Ailbhe kept on with the watch, but Caoilte looked over at me, his face gradually showing greater concern. “No wonder you’re terrified about your future, Éilis, when you believe spiritual transformation happens like this:”
In my mind’s eye I suddenly saw an animated picture. A nondescript but imposing looking man, embodying uncertainty and change, pursues a woman through the woods as if hunting her. The woman is terrified that if she is caught, she will lose everything important to her, or end up dismembered in some vague spiritual sense, so she is running for her life.
“I wouldn’t sign up for that myself if there was a choice in the matter,” Caoilte continued, and his eyes glinted with a hint of a smile. “Actually, what is really happening during shifts and transitions is more like this:”
Again, I saw a picture of the same woman out in the woods. Now, she is caught in a vine which has twined around her arms and legs, trapping her. It appears to be on its way to eventually strangling her. There’s the person embodying change, trying to convince the woman to let him cut away and uproot the vine which is threatening her, so she can finally break free and live her life.
For a split second, my mind stopped racing a mile a minute and I was still, surprised and intrigued by what I was seeing. That was the moment when Caoilte said, quietly, “You are dying to live, Éilis. You’ve been given an understanding which has its origins in fear, but it isn’t true.”
I began to relax somewhat. I unfolded my arms, which I realized I had crossed over me, and undid the tight grip my hands had on each other. I hadn’t even been aware how much my body language was mirroring my emotions. I was able to keep from being defensive for one peaceful moment, and then like a wave with a pattern of its own, the fear returned.
“Nothing is going to happen to you, Éilis,” Caoilte said, reading my thoughts. “Transformation is an integral part of being fully alive. If anyone wishes to speak of death, it is all that is not you that dies. But such a way of putting the process is highly misleading and unnecessarily dramatic. No one explains that what supposedly “dies” were all along illusions and never really existed. People get attached to them, so they think there is something real to dissolve or cut away, but what doesn’t serve a person was never part of them to begin with. In fact holding on is what puts so many people in danger; it is allowing change to happen which keeps you safe and gives you the space to live as your own person.”
I understood, and my panic slowly dissipated into relief, even gratitude. After a while I said, “I want to really live. So, what happens now?”
Since I’ve gained this different perspective on what transformation means, I wonder why broad statements such as “you will die to who you were” aren’t discussed in a more careful, precise way. It would be healing for a person to realize that even when it feels like all she is familiar with is dissolving around her, she will never cease to recognize that core essential spark of who she is. Just as it seems unnecessarily disingenuous to gloss over the fact that it’s the oppressive government, not “everything” that is falling apart, it seems particularly cruel to devote an extensive amount of time and energy toward descriptions and accounts of dissolution, without making the distinction between the illusions and patterns that unravel and the person’s essential nature which remains the same.
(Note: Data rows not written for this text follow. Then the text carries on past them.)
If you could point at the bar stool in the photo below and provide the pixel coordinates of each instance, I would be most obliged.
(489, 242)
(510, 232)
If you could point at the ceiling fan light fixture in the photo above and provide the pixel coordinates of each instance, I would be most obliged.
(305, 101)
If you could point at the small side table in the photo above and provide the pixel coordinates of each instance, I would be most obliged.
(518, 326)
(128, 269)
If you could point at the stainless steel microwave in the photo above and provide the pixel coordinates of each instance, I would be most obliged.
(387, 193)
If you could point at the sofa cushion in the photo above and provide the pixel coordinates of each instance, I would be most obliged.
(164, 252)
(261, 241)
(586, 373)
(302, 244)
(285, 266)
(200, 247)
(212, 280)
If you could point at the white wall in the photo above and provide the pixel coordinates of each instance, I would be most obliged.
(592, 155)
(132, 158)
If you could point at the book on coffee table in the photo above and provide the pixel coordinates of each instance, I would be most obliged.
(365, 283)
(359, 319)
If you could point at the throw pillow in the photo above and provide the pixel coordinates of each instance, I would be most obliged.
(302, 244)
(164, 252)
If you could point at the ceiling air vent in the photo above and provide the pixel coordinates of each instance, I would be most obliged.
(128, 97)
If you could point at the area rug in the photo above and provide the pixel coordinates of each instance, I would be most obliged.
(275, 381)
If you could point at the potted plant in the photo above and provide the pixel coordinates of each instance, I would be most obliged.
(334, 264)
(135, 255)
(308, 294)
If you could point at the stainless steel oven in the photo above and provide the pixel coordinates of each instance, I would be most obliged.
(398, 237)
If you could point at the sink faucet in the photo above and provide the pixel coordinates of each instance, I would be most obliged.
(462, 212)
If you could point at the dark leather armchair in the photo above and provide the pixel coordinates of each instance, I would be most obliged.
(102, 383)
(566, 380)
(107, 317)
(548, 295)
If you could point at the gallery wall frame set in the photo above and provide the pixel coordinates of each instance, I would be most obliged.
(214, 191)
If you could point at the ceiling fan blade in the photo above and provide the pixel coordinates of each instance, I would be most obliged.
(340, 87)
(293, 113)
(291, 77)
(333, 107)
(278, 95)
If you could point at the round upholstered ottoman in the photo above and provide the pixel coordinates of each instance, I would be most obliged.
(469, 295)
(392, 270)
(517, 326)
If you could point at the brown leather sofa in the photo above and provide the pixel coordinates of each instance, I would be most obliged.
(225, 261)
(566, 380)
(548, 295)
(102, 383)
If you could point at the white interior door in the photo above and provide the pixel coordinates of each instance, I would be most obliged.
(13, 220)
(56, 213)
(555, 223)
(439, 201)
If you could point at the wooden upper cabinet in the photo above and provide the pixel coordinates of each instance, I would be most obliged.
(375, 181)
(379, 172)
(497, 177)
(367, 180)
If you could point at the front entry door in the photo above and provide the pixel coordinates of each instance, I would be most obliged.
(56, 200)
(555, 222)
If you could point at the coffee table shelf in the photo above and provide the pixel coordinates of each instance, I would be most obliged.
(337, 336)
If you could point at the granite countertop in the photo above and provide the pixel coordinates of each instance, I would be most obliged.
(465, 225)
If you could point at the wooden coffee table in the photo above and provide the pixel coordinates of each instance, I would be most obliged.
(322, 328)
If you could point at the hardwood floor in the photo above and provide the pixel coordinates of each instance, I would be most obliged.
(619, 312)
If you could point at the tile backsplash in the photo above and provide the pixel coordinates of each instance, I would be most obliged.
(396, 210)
That core nature of a person shines even brighter in the world after all that stuff that doesn’t serve her is out of the way. Knowing that, why suggest that anything truly valuable to her could be irreparably lost?
Anyone who is in a position to make a spiritual contribution to the world and chooses to do so has the responsibility to cultivate love, rather than fear. To that end what you say, and how you say it, really does matter. Clarity is just as valuable when conveying spiritual concepts as it is in writing good journalism or constructing good arguments. Change is already daunting in and of itself. Perhaps we might be able to move more gracefully through the transitions that are bound to occur if we transform the way we think of and talk about change.